The proceeds from this private placement, totaling approximately $2.715 million before deducting offering expenses, are earmarked to finance the initial costs of Part C of the Phase II THIO-101 trial and for additional working capital needs. With a current ratio of 2.56, MAIA demonstrates solid short-term liquidity, though InvestingPro analysis indicates an overall weak financial health score.
The shares and warrants in this private placement are being offered under exemptions from registration requirements and will not be immediately available for sale in the United States unless they are registered or qualify for an exemption. The securities issued to a company director are part of MAIA’s 2021 Equity Incentive Plan.

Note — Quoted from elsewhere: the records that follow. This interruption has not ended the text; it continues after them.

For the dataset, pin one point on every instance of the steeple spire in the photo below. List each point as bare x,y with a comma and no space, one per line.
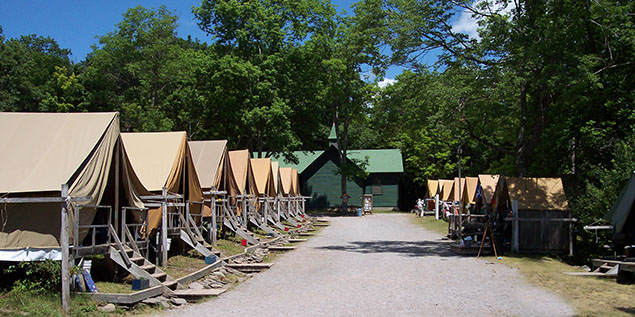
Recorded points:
333,136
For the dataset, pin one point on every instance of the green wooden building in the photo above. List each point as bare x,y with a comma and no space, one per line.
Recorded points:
319,178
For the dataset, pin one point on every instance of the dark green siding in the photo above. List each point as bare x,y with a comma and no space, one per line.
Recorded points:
390,189
321,182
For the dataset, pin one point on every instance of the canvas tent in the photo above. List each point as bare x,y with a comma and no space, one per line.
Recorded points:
211,160
433,188
263,176
456,192
543,220
488,183
164,159
447,189
471,184
295,182
41,151
275,169
241,168
535,193
286,180
622,217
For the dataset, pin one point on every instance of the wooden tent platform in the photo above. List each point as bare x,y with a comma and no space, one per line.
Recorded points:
471,250
281,248
191,293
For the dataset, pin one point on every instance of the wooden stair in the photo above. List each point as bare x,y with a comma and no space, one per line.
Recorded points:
241,230
140,267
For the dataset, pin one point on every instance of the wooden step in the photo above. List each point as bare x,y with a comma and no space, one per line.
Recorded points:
281,248
171,284
148,267
137,259
190,293
159,276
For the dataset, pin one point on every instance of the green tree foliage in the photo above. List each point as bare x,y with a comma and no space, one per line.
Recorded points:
133,69
27,68
264,43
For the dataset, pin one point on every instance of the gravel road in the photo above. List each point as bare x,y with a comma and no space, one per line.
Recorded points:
381,265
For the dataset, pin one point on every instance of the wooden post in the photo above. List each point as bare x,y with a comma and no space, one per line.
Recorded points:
164,229
212,229
117,154
66,292
570,233
515,242
436,207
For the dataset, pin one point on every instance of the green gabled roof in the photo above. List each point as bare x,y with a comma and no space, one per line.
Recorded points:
379,161
332,135
305,158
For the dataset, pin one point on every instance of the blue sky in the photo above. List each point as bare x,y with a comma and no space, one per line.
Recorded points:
75,24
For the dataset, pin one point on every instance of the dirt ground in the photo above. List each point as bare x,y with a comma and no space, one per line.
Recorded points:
381,265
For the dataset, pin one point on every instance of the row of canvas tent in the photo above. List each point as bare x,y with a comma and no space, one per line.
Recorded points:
72,184
531,214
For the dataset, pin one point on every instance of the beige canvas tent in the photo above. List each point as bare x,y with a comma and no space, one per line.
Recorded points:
471,185
489,183
457,190
286,180
263,175
535,193
164,159
241,168
41,151
296,182
433,188
447,189
275,169
214,170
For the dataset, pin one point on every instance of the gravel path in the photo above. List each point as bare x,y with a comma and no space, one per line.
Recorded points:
381,265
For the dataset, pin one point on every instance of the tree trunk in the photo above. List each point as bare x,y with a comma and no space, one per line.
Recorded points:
341,144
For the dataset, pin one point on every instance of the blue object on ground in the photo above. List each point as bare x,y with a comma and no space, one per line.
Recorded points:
140,284
210,259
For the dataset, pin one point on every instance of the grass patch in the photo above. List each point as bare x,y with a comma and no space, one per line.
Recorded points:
110,287
181,265
389,211
439,226
22,303
590,296
230,246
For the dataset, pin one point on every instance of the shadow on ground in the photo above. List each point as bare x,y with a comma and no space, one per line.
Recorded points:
406,248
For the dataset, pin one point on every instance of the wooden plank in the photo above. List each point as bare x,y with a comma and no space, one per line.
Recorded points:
595,274
260,266
32,200
66,291
281,248
624,266
127,298
188,293
200,273
164,229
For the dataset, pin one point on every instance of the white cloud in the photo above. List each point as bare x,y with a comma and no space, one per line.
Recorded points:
468,24
386,82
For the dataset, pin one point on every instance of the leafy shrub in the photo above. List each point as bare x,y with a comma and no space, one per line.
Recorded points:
44,276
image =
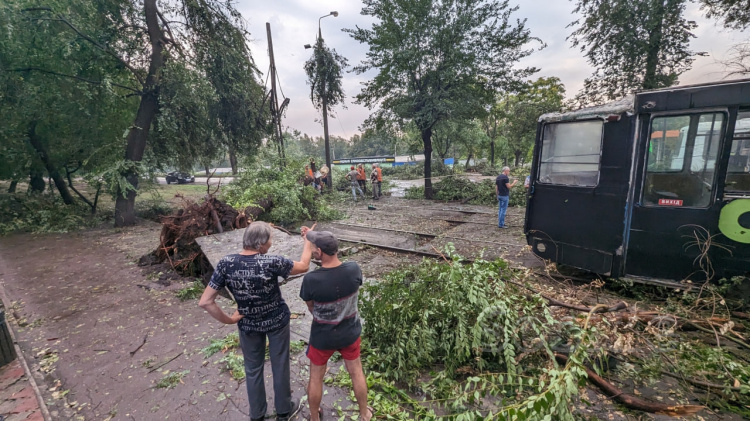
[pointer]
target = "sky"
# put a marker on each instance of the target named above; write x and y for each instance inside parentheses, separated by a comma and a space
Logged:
(294, 23)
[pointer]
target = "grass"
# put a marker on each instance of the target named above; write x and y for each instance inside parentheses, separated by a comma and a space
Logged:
(171, 380)
(195, 290)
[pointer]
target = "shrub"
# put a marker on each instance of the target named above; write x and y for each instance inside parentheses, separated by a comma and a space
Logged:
(292, 200)
(44, 213)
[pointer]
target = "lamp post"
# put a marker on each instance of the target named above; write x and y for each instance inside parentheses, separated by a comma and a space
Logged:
(325, 103)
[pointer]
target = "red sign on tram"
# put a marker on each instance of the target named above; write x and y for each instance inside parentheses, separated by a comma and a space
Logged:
(670, 202)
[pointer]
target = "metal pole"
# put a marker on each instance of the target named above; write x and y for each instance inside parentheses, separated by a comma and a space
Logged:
(274, 98)
(329, 180)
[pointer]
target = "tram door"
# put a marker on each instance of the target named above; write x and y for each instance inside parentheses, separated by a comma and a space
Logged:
(682, 165)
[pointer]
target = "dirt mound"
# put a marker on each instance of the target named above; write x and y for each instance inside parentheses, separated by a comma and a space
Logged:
(177, 244)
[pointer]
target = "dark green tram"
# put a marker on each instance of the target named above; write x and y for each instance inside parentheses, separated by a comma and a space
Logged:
(656, 184)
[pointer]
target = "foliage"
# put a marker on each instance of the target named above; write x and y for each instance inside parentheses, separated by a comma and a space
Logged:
(468, 328)
(411, 171)
(732, 13)
(633, 45)
(83, 81)
(192, 292)
(292, 201)
(324, 73)
(234, 363)
(438, 60)
(225, 344)
(42, 214)
(457, 188)
(171, 380)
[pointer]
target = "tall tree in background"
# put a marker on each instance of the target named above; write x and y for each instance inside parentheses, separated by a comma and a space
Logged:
(733, 14)
(142, 48)
(520, 112)
(633, 44)
(438, 60)
(324, 73)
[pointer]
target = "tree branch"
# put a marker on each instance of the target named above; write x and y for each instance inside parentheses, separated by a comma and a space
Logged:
(82, 79)
(122, 61)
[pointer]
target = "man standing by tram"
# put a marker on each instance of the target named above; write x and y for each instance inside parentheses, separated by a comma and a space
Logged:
(502, 190)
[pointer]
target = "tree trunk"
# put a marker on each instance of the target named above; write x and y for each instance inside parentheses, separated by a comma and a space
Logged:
(233, 160)
(651, 80)
(125, 204)
(427, 140)
(54, 174)
(36, 180)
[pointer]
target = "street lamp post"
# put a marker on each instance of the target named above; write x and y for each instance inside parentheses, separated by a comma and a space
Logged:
(325, 103)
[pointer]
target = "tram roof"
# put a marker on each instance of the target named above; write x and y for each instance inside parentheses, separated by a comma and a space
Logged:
(626, 104)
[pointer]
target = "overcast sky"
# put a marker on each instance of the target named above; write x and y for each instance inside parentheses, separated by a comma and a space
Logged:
(295, 23)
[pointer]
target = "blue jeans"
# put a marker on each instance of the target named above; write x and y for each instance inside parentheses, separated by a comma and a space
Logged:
(253, 346)
(502, 202)
(354, 191)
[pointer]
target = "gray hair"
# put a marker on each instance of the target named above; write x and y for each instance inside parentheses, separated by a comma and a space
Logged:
(256, 234)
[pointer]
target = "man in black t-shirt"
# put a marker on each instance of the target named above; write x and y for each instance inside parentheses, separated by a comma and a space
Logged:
(502, 190)
(252, 276)
(331, 294)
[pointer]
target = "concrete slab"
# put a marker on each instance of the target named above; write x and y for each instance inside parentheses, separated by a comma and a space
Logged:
(217, 246)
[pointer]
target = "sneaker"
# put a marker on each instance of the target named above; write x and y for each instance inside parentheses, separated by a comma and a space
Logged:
(289, 415)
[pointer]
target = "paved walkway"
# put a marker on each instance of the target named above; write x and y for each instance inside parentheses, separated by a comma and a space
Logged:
(20, 399)
(17, 398)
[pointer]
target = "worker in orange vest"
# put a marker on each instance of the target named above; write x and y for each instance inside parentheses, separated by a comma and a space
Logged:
(376, 176)
(362, 177)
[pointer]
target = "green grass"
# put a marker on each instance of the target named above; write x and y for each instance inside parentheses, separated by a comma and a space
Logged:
(195, 290)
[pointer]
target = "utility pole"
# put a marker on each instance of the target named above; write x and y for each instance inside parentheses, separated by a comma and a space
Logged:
(275, 112)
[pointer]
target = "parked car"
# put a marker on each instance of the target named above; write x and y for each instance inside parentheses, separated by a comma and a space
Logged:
(179, 177)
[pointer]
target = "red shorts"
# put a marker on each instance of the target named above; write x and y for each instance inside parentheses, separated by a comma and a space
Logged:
(320, 357)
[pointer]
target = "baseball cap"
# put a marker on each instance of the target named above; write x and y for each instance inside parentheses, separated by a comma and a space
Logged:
(324, 240)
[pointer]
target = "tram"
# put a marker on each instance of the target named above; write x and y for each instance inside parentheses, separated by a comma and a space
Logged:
(656, 184)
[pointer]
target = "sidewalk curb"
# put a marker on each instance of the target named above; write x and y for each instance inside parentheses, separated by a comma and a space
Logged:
(20, 356)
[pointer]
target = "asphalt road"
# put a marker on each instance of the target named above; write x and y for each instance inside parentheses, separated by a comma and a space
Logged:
(202, 180)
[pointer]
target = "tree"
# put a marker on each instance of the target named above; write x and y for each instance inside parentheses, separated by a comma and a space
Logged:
(438, 60)
(732, 13)
(324, 74)
(149, 44)
(59, 115)
(633, 44)
(519, 113)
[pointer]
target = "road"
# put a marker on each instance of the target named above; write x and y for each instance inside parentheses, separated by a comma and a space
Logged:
(202, 180)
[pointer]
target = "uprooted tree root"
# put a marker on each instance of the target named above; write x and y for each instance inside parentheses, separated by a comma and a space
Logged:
(177, 244)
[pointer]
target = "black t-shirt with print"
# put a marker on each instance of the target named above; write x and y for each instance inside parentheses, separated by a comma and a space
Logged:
(253, 280)
(502, 185)
(334, 292)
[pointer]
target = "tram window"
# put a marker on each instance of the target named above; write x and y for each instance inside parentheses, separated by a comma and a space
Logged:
(738, 172)
(571, 153)
(681, 160)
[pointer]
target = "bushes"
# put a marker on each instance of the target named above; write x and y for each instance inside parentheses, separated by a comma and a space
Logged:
(458, 333)
(43, 214)
(291, 200)
(416, 170)
(458, 188)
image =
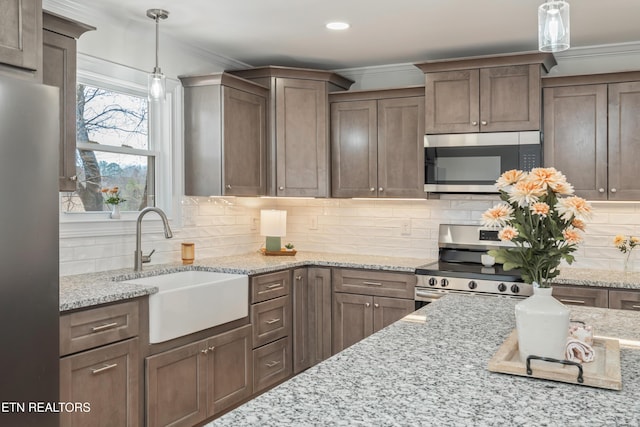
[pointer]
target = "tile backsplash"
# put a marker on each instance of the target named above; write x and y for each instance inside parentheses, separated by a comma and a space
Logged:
(228, 226)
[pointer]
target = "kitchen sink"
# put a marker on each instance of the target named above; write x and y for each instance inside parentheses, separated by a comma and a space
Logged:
(190, 301)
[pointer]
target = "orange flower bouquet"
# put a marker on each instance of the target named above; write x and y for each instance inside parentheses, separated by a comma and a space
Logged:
(543, 226)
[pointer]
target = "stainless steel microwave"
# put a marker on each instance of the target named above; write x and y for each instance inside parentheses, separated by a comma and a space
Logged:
(471, 163)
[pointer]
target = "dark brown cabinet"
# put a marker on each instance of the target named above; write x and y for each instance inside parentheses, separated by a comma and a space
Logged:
(484, 94)
(590, 132)
(367, 301)
(311, 317)
(21, 38)
(225, 136)
(299, 128)
(101, 365)
(377, 143)
(188, 384)
(59, 70)
(272, 328)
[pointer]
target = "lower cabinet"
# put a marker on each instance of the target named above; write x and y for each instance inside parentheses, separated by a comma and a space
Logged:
(107, 379)
(188, 384)
(581, 295)
(311, 317)
(358, 316)
(624, 300)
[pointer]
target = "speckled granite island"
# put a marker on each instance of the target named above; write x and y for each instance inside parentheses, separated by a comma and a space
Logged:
(435, 373)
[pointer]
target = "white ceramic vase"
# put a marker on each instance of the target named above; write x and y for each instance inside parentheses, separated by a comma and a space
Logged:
(115, 212)
(542, 323)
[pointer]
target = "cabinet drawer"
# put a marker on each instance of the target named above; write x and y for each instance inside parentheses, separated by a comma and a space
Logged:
(579, 295)
(271, 320)
(271, 363)
(376, 283)
(98, 326)
(269, 286)
(624, 300)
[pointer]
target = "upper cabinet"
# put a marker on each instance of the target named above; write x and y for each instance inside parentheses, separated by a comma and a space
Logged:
(377, 143)
(484, 94)
(21, 38)
(59, 70)
(591, 133)
(225, 136)
(299, 128)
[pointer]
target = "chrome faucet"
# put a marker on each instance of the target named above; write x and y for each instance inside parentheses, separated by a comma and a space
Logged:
(139, 259)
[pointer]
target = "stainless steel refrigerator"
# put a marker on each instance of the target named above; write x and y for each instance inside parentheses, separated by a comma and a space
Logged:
(29, 358)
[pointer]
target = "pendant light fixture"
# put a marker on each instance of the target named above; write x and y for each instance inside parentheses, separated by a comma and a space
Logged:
(156, 78)
(553, 26)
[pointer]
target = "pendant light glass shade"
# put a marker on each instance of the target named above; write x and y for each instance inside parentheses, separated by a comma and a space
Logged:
(553, 26)
(157, 84)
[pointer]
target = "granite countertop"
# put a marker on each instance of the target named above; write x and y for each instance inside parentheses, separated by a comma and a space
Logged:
(435, 373)
(86, 290)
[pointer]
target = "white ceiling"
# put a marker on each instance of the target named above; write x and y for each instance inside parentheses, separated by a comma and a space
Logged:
(293, 33)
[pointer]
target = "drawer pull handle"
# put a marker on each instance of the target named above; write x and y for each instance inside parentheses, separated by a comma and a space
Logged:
(104, 368)
(105, 326)
(372, 283)
(270, 287)
(572, 301)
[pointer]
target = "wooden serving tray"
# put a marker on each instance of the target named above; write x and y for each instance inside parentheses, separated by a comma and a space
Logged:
(602, 372)
(281, 252)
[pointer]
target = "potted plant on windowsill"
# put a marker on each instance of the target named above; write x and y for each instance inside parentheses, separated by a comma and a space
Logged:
(113, 199)
(544, 221)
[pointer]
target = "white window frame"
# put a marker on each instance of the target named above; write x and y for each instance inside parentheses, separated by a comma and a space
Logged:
(165, 142)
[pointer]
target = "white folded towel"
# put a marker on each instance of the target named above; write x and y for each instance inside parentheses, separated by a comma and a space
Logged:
(578, 351)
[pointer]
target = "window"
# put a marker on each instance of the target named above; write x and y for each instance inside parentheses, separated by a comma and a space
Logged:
(113, 150)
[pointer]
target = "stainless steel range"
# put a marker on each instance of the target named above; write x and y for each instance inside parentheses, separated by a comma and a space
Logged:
(459, 267)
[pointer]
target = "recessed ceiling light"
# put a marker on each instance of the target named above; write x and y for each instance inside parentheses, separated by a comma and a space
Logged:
(337, 25)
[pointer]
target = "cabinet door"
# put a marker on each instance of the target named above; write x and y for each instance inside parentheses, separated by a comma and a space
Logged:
(624, 300)
(176, 386)
(229, 370)
(59, 70)
(510, 98)
(107, 379)
(579, 295)
(624, 141)
(302, 157)
(354, 149)
(389, 310)
(20, 33)
(575, 136)
(352, 319)
(401, 147)
(452, 102)
(244, 147)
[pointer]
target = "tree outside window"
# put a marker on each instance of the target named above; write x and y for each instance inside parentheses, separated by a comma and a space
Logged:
(113, 150)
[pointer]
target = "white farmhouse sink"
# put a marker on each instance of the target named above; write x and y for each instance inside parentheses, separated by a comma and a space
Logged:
(190, 301)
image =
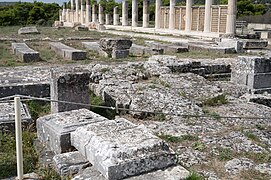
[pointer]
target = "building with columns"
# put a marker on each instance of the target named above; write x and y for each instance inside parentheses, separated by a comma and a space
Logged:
(209, 18)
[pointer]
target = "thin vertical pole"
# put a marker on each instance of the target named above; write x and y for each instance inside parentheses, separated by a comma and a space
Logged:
(18, 130)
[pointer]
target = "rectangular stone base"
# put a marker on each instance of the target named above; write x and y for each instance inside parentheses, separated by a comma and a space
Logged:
(54, 130)
(119, 149)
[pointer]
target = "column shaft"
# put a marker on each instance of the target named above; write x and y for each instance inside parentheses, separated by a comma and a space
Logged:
(188, 15)
(146, 13)
(101, 14)
(231, 17)
(157, 14)
(116, 16)
(124, 13)
(134, 13)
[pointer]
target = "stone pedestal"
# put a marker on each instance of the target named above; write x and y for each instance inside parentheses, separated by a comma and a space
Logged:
(157, 14)
(116, 16)
(101, 14)
(76, 10)
(82, 12)
(134, 13)
(188, 16)
(107, 19)
(124, 13)
(87, 12)
(231, 18)
(207, 17)
(94, 13)
(172, 14)
(146, 13)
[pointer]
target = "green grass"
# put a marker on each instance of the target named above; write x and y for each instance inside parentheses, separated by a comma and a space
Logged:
(178, 139)
(216, 101)
(8, 154)
(194, 176)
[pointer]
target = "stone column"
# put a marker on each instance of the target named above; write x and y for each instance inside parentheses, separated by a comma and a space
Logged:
(124, 13)
(76, 10)
(107, 19)
(134, 13)
(157, 13)
(82, 11)
(231, 17)
(188, 15)
(172, 14)
(116, 17)
(101, 14)
(207, 17)
(146, 13)
(94, 13)
(87, 12)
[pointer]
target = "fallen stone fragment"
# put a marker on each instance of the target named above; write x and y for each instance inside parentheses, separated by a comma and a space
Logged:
(70, 163)
(28, 30)
(119, 149)
(25, 53)
(54, 130)
(68, 52)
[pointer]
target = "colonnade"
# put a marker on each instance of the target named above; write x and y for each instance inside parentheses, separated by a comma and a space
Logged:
(88, 14)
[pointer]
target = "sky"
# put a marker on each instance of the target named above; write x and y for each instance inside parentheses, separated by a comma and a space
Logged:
(45, 1)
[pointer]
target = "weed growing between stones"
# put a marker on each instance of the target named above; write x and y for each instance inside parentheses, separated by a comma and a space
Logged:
(194, 176)
(177, 139)
(216, 101)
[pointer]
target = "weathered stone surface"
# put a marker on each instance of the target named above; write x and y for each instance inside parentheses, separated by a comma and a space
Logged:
(54, 130)
(70, 163)
(119, 149)
(71, 86)
(171, 173)
(252, 71)
(68, 52)
(117, 54)
(25, 53)
(81, 28)
(7, 117)
(254, 44)
(235, 165)
(93, 46)
(28, 30)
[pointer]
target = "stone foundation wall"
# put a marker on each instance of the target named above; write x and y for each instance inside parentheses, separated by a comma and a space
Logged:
(218, 18)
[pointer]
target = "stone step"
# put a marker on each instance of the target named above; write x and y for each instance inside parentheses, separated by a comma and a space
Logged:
(7, 117)
(54, 130)
(68, 52)
(120, 149)
(25, 53)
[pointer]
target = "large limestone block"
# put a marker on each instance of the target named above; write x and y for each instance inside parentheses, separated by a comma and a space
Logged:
(25, 53)
(70, 163)
(28, 30)
(54, 130)
(120, 149)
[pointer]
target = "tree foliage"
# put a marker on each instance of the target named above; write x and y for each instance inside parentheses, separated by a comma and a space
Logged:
(28, 13)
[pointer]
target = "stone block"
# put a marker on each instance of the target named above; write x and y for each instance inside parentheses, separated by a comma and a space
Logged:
(172, 173)
(7, 117)
(119, 149)
(69, 86)
(117, 54)
(70, 163)
(93, 46)
(254, 44)
(25, 53)
(108, 44)
(28, 30)
(54, 130)
(68, 52)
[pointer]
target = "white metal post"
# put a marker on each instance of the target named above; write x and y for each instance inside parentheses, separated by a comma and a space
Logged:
(18, 130)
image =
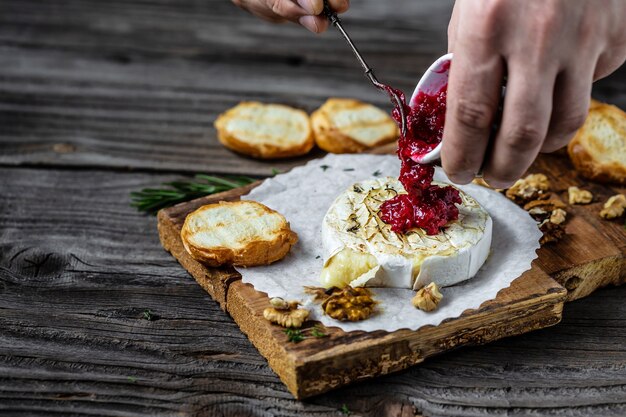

MAIA Biotechnology’s primary focus is the development and commercialization of innovative drugs intended to significantly improve and extend the lives of cancer patients. Their lead program, THIO, is a pioneering cancer telomere targeting agent in clinical development, specifically for the treatment of NSCLC patients with telomerase-positive cancer cells. Wall Street analysts appear optimistic about MAIA’s potential, setting price targets ranging from $11.25 to $14, significantly above the current trading price of $1.85. Get deeper insights into MAIA’s financial health and growth potential with InvestingPro, which offers 8 additional key investment tips.
The company has made it clear that this press release contains forward-looking statements that involve risks and uncertainties. These statements are not guarantees of future performance and actual results may differ materially. The company does not undertake any obligation to update these forward-looking statements in the future.
This financial move is part of MAIA’s strategy to secure the necessary funding to advance its clinical trials, which could potentially lead to new cancer treatments. The information reported is based on a press release statement from MAIA Biotechnology, Inc.
In other recent news, MAIA Biotechnology Inc. has announced a series of notable developments. The company has reported promising results from its Phase 2 clinical trial, THIO-101, for the treatment of advanced non-small cell lung cancer (NSCLC). In addition, MAIA Biotech has expanded its ongoing Phase 2 trial, THIO-101, to further evaluate the efficacy of THIO in combination with Regeneron (NASDAQ:REGN)’s Libtayo® for the treatment of third-line NSCLC patients.
In a collaboration with BeiGene (NASDAQ:ONC), MAIA will conduct Phase 2 trials evaluating the efficacy of THIO in combination with the checkpoint inhibitor tislelizumab, targeting hepatocellular carcinoma (HCC), small cell lung cancer (SCLC), and colorectal cancer (CRC). On the financial front, the company has increased the maximum aggregate offering price of its shares from $11,280,000 to $30,000,000 under its existing At The Market Offering Agreement with H.C. Wainwright & Co.
MAIA Biotechnology has also updated employment agreements with key executive officers, including salary increases and revised terms. Notably, Dr. Vlad Vitoc, Chairman of the Board of Directors and Chief Executive Officer, saw his annual base salary increase from $473,000 to $625,000. These developments highlight recent strides by MAIA Biotechnology in both its clinical trials and financial strategy.